Biraz sonra, koskoca ovanın ortasında, tek başına kalakalmış bir ağaçcıktır görüp göreceğimiz, o yıllarda en çok özendiğim. Oysa tarlanın sahibi, kim bilir kaç yüz yıllık bir alışkanlıkla, gölgesinde eylenmek, dinlenmek için bırakmıştır onu tek tüfek. Tarlanın bekçisi ya da belki daha çok çaptan düşmüş bir silahşör gibi... En çok ona özenir olmuştum o yolu gide gele. Tek başına, yemyeşil, ayakta. Özendiğim tek başınalığı mıydı, buna içerlediğim için mi ona susuyordum, bilmiyorum. Oysa o değil miydi Menderes’in kanıyla sulanan? Bense toprağın çoktan fethettiği, herşeyi ayakları altına aldığı bir yerden, aynı kaderi yaşayan bir başka yer arasında mekik dokuyordum. Yukarıdan biri içimdeki yolculuğa baksa, bir örümceğin dokuduğu parlak, ama saydam, ağları görecekti. İplik iplikti içim. Dokunmaya hazırdı. Ama karmakarışıktı. Bugün olduğu gibi.

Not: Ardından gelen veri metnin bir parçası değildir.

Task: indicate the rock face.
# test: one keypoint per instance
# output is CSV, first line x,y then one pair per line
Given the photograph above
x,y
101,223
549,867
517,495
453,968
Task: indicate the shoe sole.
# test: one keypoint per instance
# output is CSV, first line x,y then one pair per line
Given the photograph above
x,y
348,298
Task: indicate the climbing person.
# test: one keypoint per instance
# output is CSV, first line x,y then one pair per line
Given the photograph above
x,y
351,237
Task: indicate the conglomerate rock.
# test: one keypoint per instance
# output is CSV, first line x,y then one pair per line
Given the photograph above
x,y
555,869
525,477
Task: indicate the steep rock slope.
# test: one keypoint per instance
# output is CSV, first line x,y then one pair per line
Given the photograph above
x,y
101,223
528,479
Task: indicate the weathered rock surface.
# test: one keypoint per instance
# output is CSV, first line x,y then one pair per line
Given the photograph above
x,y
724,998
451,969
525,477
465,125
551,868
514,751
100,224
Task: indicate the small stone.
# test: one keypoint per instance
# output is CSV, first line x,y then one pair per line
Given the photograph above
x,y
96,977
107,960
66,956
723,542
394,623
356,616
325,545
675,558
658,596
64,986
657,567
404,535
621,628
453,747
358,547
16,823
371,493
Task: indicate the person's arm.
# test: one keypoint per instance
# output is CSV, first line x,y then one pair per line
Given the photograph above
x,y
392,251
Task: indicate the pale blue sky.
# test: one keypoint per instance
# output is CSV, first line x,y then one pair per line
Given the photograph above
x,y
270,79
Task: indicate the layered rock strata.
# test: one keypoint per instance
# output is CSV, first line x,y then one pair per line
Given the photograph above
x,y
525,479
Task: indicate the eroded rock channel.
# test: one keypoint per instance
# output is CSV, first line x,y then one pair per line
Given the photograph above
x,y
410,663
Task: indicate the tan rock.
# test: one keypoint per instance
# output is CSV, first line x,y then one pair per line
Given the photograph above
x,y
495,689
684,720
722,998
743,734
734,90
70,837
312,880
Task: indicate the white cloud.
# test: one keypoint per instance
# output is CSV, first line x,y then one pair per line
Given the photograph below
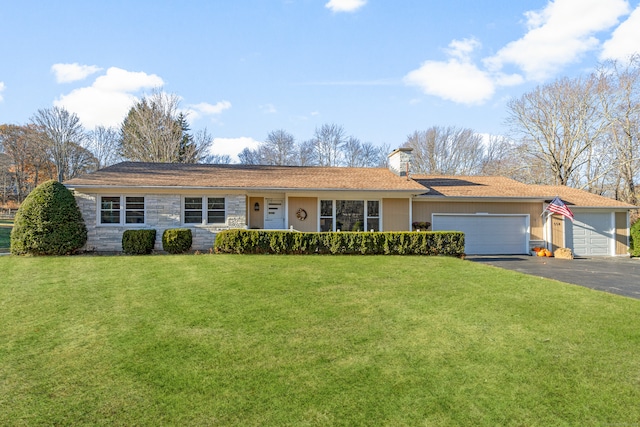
x,y
268,109
458,79
345,5
453,80
109,98
233,146
66,73
196,111
624,40
558,35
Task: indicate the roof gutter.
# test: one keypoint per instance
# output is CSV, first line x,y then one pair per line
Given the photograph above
x,y
269,189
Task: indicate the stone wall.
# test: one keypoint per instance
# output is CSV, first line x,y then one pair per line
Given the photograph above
x,y
162,211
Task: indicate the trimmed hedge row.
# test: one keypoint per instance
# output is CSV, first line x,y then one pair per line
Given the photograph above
x,y
241,241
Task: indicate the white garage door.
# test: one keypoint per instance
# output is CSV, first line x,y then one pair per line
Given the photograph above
x,y
592,234
488,234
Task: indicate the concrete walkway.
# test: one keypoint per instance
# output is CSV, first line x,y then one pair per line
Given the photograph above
x,y
617,275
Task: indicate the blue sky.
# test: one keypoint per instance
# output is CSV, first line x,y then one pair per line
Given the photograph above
x,y
380,68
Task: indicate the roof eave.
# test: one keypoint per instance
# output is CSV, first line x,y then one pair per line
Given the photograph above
x,y
271,189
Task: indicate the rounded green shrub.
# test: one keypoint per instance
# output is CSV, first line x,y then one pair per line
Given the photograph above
x,y
48,222
634,247
138,242
177,240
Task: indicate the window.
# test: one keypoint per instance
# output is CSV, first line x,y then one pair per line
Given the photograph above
x,y
349,215
117,210
134,210
326,215
194,211
215,210
373,215
110,210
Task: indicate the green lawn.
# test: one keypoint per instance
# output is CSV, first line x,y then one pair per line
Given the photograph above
x,y
309,340
5,232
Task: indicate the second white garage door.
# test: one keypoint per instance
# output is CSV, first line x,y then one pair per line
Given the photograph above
x,y
488,234
592,234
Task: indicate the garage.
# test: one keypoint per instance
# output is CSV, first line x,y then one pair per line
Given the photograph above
x,y
592,234
488,234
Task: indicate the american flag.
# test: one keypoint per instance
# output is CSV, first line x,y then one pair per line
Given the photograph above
x,y
558,206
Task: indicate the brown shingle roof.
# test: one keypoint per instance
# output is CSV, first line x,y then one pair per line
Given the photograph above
x,y
501,187
138,174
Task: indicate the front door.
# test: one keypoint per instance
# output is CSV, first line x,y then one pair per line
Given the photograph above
x,y
557,232
274,216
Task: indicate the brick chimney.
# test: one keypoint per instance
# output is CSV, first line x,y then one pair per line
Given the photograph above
x,y
400,161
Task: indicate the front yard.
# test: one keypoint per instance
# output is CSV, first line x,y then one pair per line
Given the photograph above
x,y
309,340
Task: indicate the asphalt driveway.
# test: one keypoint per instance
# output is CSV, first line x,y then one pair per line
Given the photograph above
x,y
617,275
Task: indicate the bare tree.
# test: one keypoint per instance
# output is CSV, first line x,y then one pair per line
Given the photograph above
x,y
60,130
305,154
352,152
154,131
560,122
446,151
103,143
81,161
619,92
278,149
328,142
249,157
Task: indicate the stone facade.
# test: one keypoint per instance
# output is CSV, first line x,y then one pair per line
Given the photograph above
x,y
162,211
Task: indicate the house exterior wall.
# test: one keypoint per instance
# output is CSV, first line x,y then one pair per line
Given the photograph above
x,y
422,211
256,218
396,215
162,211
310,206
622,230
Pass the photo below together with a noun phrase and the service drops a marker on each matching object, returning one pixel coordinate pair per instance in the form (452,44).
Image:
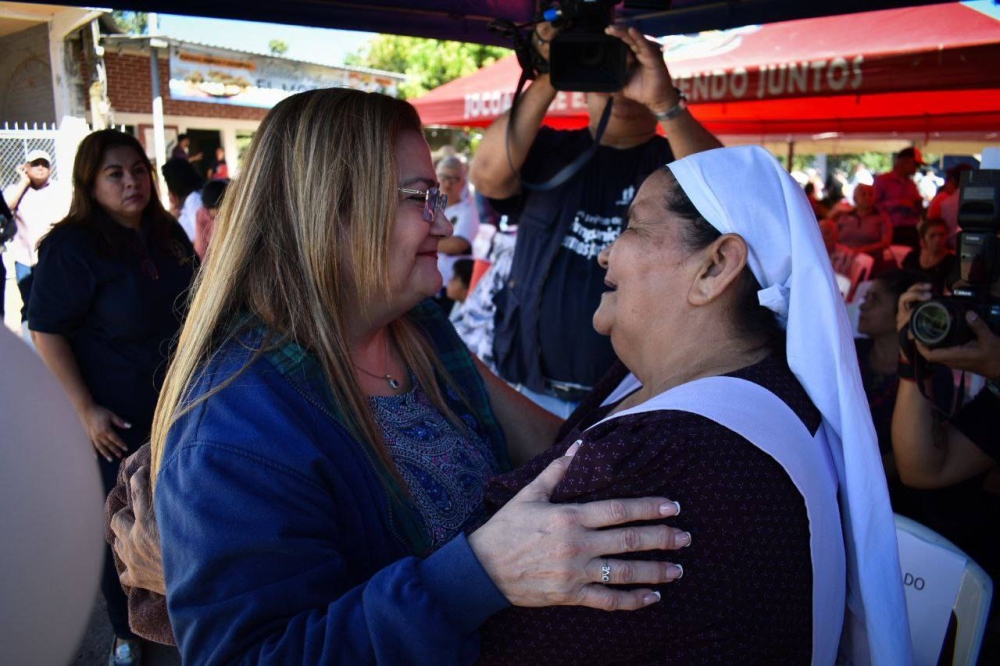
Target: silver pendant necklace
(389,379)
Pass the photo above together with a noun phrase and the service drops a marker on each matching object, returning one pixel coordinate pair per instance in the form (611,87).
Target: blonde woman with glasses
(323,438)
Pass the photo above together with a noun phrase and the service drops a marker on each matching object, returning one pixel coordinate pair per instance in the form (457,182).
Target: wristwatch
(676,109)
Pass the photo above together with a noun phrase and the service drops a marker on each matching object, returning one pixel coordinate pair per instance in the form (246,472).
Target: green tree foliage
(133,23)
(278,47)
(428,63)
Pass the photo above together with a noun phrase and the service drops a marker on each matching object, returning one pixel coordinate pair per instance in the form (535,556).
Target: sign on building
(205,74)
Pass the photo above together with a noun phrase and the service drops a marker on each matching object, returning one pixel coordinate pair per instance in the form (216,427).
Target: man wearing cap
(897,195)
(37,203)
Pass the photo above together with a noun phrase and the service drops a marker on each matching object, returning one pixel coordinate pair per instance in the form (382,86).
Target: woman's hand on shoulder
(100,424)
(137,538)
(543,554)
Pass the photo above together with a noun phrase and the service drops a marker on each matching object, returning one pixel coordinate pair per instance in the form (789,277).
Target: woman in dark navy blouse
(111,279)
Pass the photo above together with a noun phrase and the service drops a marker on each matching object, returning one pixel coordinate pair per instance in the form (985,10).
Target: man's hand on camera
(980,356)
(650,82)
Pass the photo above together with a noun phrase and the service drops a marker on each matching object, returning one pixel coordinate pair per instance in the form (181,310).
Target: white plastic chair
(941,580)
(861,268)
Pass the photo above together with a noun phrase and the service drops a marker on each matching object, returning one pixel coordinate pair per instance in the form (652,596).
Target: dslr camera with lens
(940,322)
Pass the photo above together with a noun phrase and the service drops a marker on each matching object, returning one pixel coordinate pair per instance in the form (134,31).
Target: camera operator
(555,283)
(934,454)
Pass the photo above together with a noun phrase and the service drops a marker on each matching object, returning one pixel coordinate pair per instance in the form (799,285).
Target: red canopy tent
(915,70)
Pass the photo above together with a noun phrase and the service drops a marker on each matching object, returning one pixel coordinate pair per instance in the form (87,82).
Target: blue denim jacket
(281,544)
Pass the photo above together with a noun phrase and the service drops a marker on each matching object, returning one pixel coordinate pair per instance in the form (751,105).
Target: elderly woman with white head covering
(738,390)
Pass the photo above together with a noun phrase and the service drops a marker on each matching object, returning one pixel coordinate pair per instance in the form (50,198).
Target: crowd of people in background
(104,271)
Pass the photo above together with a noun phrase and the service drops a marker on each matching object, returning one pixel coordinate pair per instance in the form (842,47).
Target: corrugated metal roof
(133,39)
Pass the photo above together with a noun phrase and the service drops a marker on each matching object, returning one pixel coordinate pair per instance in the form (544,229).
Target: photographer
(935,454)
(555,283)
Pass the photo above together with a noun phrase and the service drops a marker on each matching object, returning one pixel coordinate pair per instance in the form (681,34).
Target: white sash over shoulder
(768,423)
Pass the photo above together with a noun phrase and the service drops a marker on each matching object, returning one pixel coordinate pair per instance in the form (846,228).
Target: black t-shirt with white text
(592,210)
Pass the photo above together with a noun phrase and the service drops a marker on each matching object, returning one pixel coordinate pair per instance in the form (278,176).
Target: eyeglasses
(434,201)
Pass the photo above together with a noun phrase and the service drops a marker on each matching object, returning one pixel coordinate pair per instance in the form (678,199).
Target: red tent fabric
(923,69)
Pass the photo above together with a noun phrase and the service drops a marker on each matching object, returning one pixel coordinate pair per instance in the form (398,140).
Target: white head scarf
(745,191)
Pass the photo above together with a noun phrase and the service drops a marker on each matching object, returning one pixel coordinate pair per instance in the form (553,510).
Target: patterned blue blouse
(445,469)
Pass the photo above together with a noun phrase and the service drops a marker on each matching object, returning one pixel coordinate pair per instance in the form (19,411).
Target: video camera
(940,322)
(581,56)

Nereden gelip nereye gittiği belli olan, ucu başı kapalı bir zaman değil mi hayat? Öğretisi nedir? Kimleri seçer yanına? Kime ne öğretir? Adaleti var mıdır?

Bir mumu yaktığını düşün, sadece o an için. Bitmeyecek mi eninde sonunda? Ya da sen üfleyeceksin istemediklerini, olmadı rüzgar, hiç değilse cereyan.